Adam stresses that a fair charging structure is at the crux of this issue. He added: “If we find there is a breach of our Code, we have powers of sanction with the ultimate penalty; the broker can be expelled from the NACFB, leading to a negative reputation across the industry.”
Providing a word of warning to those who may be charging excessive upfront fees, Adam drew our attention to a notable case law example, Wilson & Anor -v- Hurstanger Ltd (2007), which resulted in the lender having to refund unjustifiable fees.
The Association of Short Term Lenders (astl) are currently reviewing this issue, and Chief Executive, Adrian Bloomfield, offered the astl’s position: “Currently it is considered that upfront and/or commitment fees must be transparent and proportionate and if applied they should intend to cover costs and not be a source of additional revenue.”

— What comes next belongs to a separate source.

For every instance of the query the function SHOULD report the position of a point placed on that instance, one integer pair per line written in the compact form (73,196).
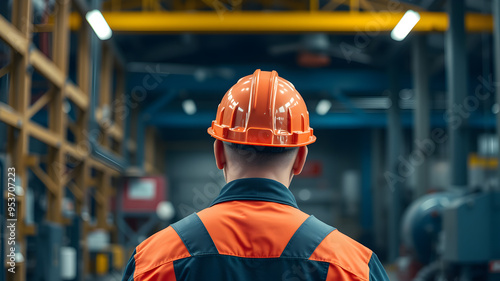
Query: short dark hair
(260,155)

And, reinforcing the importance of this issue, Adrian added: “Upfront fees are currently under review and when a consensus has been reached the Association of Short Term Lenders (astl) may issue a position paper which will become part of its Code of Conduct. The astl’s membership rules oblige members to comply with its Code of Conduct.”
And so, the consensus across the entire industry, including brokers, lenders and associate bodies, suggests that upfront fees are both a fair charge and at times even necessary to progress a deal but only when they are completely transparent.
Yet, it has become apparent that there is still a vast area uncertainty surrounding upfront fees with the industry, with some lenders wary about levying this fee as not discourage potential clients.
Thus, flexible charging structures are key, with each loan tailored specifically to the individual merits of the deal, providing further emphasis for brokers to become familiar with the diverse range of products currently on offer in the market.